Da un lato le analisi sul telefono di un giovane testimone per cercare tracce della cancellazione di un video, di cui ha parlato il ragazzo e che, a suo dire, gli sarebbe stata chiesta dai carabinieri. Dall'altro, un vertice tra investigatori ed inquirenti per fare il punto sulle indagini, sulla base dei video acquisiti che, secondo la famiglia di Ramy Elgaml e i legali dell'amico Fares Bouzidi, mostrano uno speronamento volontario.
Sono i nuovi passaggi nell'inchiesta sulla morte, il 24 novembre, del 19enne che era a bordo di uno scooter guidato dall'amico e inseguito per 8 chilometri, fino all'angolo tra via Ripamonti e via Quaranta, da tre pattuglie dei carabinieri. Il militare che era alla guida della macchina che tallonava la moto nelle fasi finali è indagato per omicidio stradale, così come Bouzidi. Altri due militari sono accusati di reati che vanno dalla frode processuale e depistaggio al favoreggiamento, ma pure le posizioni degli altri tre carabinieri sono al vaglio nell'inchiesta coordinata dal procuratore Marcello Viola, dall'aggiunta Tiziana Siciliano e dai pm Marco Cirigliano e Giancarla Serafini e condotta dal Nucleo investigativo dei carabinieri.
L'elenco degli indagati potrebbe allungarsi, così come si profila l'ipotesi di falso per l'annotazione, che non segnalava nemmeno un urto tra auto e scooter, nel verbale di arresto a carico di Bouzidi per resistenza. Le valutazioni principali, però, vengono fatte sulla ricostruzione dello scontro tra auto e moto e prende corpo l'ipotesi dell'omicidio volontario con dolo eventuale, ossia con l'accettazione del rischio che l'evento morte si verificasse, proprio alla luce delle immagini acquisite, che riportano anche i dialoghi via radio tra i carabinieri e in cui si farebbe riferimento al far "cadere" i ragazzi.

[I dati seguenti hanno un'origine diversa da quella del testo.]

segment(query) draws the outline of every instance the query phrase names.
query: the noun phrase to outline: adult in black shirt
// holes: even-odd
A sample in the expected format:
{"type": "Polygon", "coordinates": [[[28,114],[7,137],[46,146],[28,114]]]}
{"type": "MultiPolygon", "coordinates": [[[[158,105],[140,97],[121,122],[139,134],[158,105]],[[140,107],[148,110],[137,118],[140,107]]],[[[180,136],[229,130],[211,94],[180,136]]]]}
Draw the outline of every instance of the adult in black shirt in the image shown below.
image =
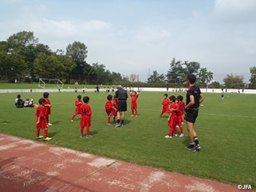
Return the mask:
{"type": "Polygon", "coordinates": [[[123,89],[121,85],[118,85],[116,87],[117,91],[116,92],[116,97],[118,99],[117,103],[117,123],[116,127],[124,126],[124,122],[125,117],[125,112],[127,110],[126,100],[128,98],[128,95],[126,92],[123,89]],[[122,121],[120,123],[120,113],[122,113],[122,121]]]}
{"type": "Polygon", "coordinates": [[[23,108],[24,107],[24,102],[20,98],[20,95],[18,94],[15,99],[15,104],[17,108],[23,108]]]}
{"type": "Polygon", "coordinates": [[[189,74],[188,76],[187,84],[189,88],[187,91],[186,104],[184,109],[186,115],[184,118],[186,121],[190,144],[186,149],[193,151],[201,149],[198,138],[194,128],[194,125],[198,114],[199,105],[204,100],[204,97],[200,89],[194,85],[196,80],[196,76],[193,74],[189,74]],[[194,141],[196,143],[195,146],[194,141]]]}

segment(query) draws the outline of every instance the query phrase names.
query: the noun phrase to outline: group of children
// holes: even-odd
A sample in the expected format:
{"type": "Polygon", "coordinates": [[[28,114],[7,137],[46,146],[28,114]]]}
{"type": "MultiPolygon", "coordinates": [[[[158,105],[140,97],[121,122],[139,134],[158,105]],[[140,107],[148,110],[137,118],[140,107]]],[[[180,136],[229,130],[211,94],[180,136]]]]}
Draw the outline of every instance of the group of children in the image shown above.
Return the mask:
{"type": "Polygon", "coordinates": [[[162,111],[159,118],[161,118],[164,113],[169,114],[168,121],[170,130],[169,134],[165,136],[166,138],[172,138],[173,136],[178,136],[178,128],[180,130],[179,137],[184,136],[182,125],[185,103],[183,100],[183,97],[181,95],[179,95],[177,98],[172,95],[168,98],[167,94],[164,95],[162,111]]]}

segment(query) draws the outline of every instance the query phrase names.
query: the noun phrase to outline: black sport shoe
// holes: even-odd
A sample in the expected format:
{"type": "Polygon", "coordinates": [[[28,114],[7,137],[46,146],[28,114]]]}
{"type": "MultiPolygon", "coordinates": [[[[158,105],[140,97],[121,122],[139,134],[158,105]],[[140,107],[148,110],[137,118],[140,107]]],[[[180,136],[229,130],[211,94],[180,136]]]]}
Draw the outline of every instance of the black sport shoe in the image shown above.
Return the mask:
{"type": "Polygon", "coordinates": [[[196,150],[197,151],[199,151],[199,150],[200,150],[201,149],[200,145],[199,144],[196,145],[196,146],[195,146],[195,149],[196,149],[196,150]]]}
{"type": "Polygon", "coordinates": [[[196,148],[195,148],[195,147],[191,147],[189,146],[188,147],[185,147],[185,148],[188,151],[196,151],[196,148]]]}

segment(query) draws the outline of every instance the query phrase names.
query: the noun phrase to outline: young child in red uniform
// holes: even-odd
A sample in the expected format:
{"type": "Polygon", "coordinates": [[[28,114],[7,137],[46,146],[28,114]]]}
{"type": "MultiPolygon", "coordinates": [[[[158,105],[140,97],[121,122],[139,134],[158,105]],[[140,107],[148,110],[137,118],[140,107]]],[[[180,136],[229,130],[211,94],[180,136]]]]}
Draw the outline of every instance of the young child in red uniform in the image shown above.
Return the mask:
{"type": "Polygon", "coordinates": [[[180,128],[180,137],[184,136],[183,133],[183,127],[182,127],[182,123],[183,122],[183,118],[182,116],[184,114],[184,108],[185,107],[185,103],[183,101],[183,97],[181,95],[179,95],[177,97],[178,99],[178,103],[177,104],[177,126],[180,128]]]}
{"type": "Polygon", "coordinates": [[[168,95],[164,94],[164,100],[162,102],[162,112],[160,114],[159,118],[161,118],[162,116],[164,113],[169,114],[170,111],[169,110],[169,106],[170,105],[170,100],[168,99],[168,95]]]}
{"type": "Polygon", "coordinates": [[[45,92],[44,93],[43,96],[44,100],[45,100],[45,104],[44,105],[44,107],[45,107],[45,117],[46,119],[46,123],[47,125],[52,126],[52,124],[49,122],[49,115],[51,114],[51,107],[52,105],[51,105],[51,102],[49,100],[49,93],[47,92],[45,92]]]}
{"type": "Polygon", "coordinates": [[[107,120],[107,125],[111,125],[110,124],[110,118],[111,116],[114,117],[113,112],[116,109],[111,102],[113,99],[113,96],[108,95],[107,97],[108,101],[105,105],[105,110],[108,114],[108,120],[107,120]]]}
{"type": "Polygon", "coordinates": [[[113,99],[113,106],[115,109],[113,111],[113,120],[114,122],[116,122],[116,117],[117,116],[117,111],[116,111],[116,109],[117,109],[117,99],[116,97],[116,96],[114,96],[114,99],[113,99]]]}
{"type": "Polygon", "coordinates": [[[75,111],[75,113],[74,113],[73,116],[71,118],[71,121],[74,121],[74,119],[75,118],[75,117],[76,115],[79,115],[80,114],[80,108],[81,107],[81,106],[83,104],[82,101],[81,100],[81,99],[82,99],[82,96],[80,95],[78,95],[77,96],[77,99],[76,100],[75,102],[75,105],[76,106],[76,111],[75,111]]]}
{"type": "Polygon", "coordinates": [[[46,120],[45,118],[46,108],[45,100],[41,98],[39,100],[40,105],[37,107],[36,110],[36,139],[44,138],[45,141],[48,141],[52,139],[52,138],[48,137],[48,130],[47,125],[46,124],[46,120]],[[40,130],[44,129],[44,136],[40,136],[40,130]]]}
{"type": "MultiPolygon", "coordinates": [[[[175,132],[175,129],[177,129],[177,105],[175,104],[176,98],[174,95],[172,95],[169,98],[171,106],[170,107],[170,113],[168,118],[168,125],[170,127],[169,134],[165,136],[166,138],[172,138],[174,131],[175,132]]],[[[176,131],[177,132],[177,130],[176,131]]]]}
{"type": "Polygon", "coordinates": [[[130,94],[132,98],[132,102],[131,103],[131,109],[132,110],[132,116],[134,116],[134,111],[135,111],[135,116],[138,117],[138,112],[137,111],[137,99],[139,96],[139,94],[136,91],[132,91],[130,94]]]}
{"type": "Polygon", "coordinates": [[[80,137],[84,136],[84,128],[86,127],[86,138],[92,137],[92,136],[90,134],[90,127],[91,126],[91,116],[92,116],[92,110],[88,104],[90,101],[90,98],[85,96],[83,98],[84,104],[81,106],[80,112],[82,115],[80,120],[80,137]]]}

Intanto, dopo le rivolte di fine novembre nel quartiere Corvetto spente, in sostanza, dalle parole del padre di Ramy che ha chiesto "la verità" esprimendo fiducia nel lavoro dei magistrati e dei carabinieri che indagano, ieri c'è stato un corteo promosso dal collettivo Rebelot "per ricordare Ramy e per chiedere giustizia". Hanno preso parte anche la fidanzata e uno dei fratelli del 19enne: "Grazie per essere venuti tutti per mio fratello - ha detto - Voglio solo che sia una cosa tranquilla, senza casini e con tutto il rispetto, perché col casino non si risolve nulla".
Per i manifestanti "non erano necessari 8 chilometri di inseguimento, bastava prendere una targa, già sapevamo che quella moto è stata appositamente fatta schiantare". E un'altra manifestazione è stata annunciata per sabato dal "coordinamento antirazzista".
Un altro corteo per chiedere "giustizia per Ramy e per tutte le morti di stato" è stato organizzato a Torino dagli studenti del Collettivo universitario autonomo. Qui si sono registrati momenti di tensione, con alcuni manifestanti che hanno lanciato bombe carta, petardi e altri oggetti prima contro un commissariato di polizia e poi quando hanno tentato di raggiungere la caserma del carabinieri 'Bergia', nel centro della città. Per respingerli i carabinieri hanno usato i manganelli, e in piazza Carlo Emanuele II sono stati usati i lacrimogeni per disperdere gli antagonisti.
Intanto, il comandante dei carabinieri di Milano, Pierluigi Solazzo, ha espresso "tutto il cordoglio dell'Arma per quanto è successo, per la malaugurata scomparsa di Ramy", evidenziando che il padre ha mostrato "grande senso di responsabilità e grande senso civico". Il generale ha sottolineato, poi, che il video dell'inseguimento ripreso da una dash cam di una delle macchine è stato messo a disposizione dagli stessi militari e ciò "dimostra tutta la volontà di agire in trasparenza".
Il presidente dei senatori di Forza Italia, Maurizio Gasparri, ha parlato del suo "sgomento per la morte di Ramy" e della necessità di "difendere le forze di polizia perché l'inseguimento era da protocollo, giusto e doveroso". Per il sindaco di Milano, Giuseppe Sala, "le immagini danno un segnale brutto, non c'è dubbio, brutto. Però - ha aggiunto - attendiamo che la giustizia faccia il suo corso". E l'ex capo della polizia Franco Gabrielli, ora consulente alla Sicurezza di Sala, ha fatto notare che "quella non è la modalità corretta con cui si conduce un inseguimento perché c'è pur sempre una targa, un veicolo", ma non serve nemmeno "l'eccessiva criminalizzazione degli operatori delle forze dell'ordine".